Job Description -
Senior WEKA Storage Solutions Engineer (HPC Environment)
Must be an architect/Designer level on weka
Full-time position, but they would consider a contractor if they are from a Hedge fund or a big financial institution.
Location: Manhattan, NY (Hybrid) — can be fully remote if located outside the area.
Role Summary: Seeking an architect-level storage engineer to design, build, and operate large-scale WEKA distributed storage environments for high-performance computing (HPC) workloads.

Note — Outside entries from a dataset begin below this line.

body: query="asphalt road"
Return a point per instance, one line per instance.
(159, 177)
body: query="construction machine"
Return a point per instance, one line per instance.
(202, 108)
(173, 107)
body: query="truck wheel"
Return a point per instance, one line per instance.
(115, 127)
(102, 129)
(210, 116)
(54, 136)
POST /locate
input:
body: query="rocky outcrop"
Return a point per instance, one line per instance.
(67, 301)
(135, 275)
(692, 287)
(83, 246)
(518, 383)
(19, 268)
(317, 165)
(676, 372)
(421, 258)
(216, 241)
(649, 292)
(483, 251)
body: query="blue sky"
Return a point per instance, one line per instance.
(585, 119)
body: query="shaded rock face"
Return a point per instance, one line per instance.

The role focuses on performance, scalability, automation, and operational excellence across on-premises and cloud storage infrastructures.
Key Responsibilities
- Design, build, and maintain large-scale HPC WEKA storage and compute environments to support business growth.

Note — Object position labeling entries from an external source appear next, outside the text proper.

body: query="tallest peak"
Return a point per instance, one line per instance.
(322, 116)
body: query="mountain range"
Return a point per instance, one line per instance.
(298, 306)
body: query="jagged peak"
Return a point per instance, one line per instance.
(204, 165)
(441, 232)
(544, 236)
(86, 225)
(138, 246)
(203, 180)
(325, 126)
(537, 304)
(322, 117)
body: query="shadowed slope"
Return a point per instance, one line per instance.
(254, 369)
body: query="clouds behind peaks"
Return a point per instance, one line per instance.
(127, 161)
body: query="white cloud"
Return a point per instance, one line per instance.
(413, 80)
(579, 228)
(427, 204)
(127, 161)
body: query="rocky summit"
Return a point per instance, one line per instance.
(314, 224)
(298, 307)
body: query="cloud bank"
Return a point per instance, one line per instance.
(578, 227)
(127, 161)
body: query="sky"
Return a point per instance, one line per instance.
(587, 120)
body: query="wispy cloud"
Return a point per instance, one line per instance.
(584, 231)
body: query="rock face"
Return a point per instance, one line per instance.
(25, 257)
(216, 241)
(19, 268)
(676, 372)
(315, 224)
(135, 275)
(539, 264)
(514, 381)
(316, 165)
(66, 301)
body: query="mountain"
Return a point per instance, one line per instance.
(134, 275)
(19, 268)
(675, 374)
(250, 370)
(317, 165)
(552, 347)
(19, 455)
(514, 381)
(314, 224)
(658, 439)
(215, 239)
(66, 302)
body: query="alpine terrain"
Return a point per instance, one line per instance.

- Optimize performance, scalability, and capacity across high-performance storage systems.
- Automate deployment, configuration, and monitoring processes using Chef, Ansible, and Python.
- Support hybrid storage architectures spanning on-premises and cloud (AWS, Google Cloud Platform).
- Collaborate with global engineering and infrastructure teams to enforce standards and enhance system reliability.
- Troubleshoot complex performance and integration issues across hardware, OS, and distributed systems layers.
- Implement observability solutions (Prometheus, Grafana, Datadog, ELK) to monitor and tune storage performance.
- Develop and maintain infrastructure as code for storage and compute environments.
Requirements
- 5+ years in infrastructure engineering with a focus on distributed storage systems in a Linux environment.
- Proven hands-on experience with WEKA or similar parallel file systems (GPFS, Lustre, Ceph).
- Strong Python skills for automation and tool development.
- Experience managing petabyte-scale storage systems.
- Familiarity with containers, hypervisors, and public cloud infrastructure (AWS, Google Cloud Platform).
- Solid understanding of CI/CD, version control, and modern infrastructure practices.
- Bachelor's degree in Computer Science, Engineering, or related field preferred.
- Strong problem-solving skills and the ability to work independently in fast-paced environments.
Technologies & Tools: WEKA, GPFS, Lustre, Ceph, Linux, Python, Chef, Ansible, Prometheus, Grafana, Datadog, ELK, AWS, Google Cloud Platform, containers, hypervisors, CI/CD and infrastructure-as-code tooling.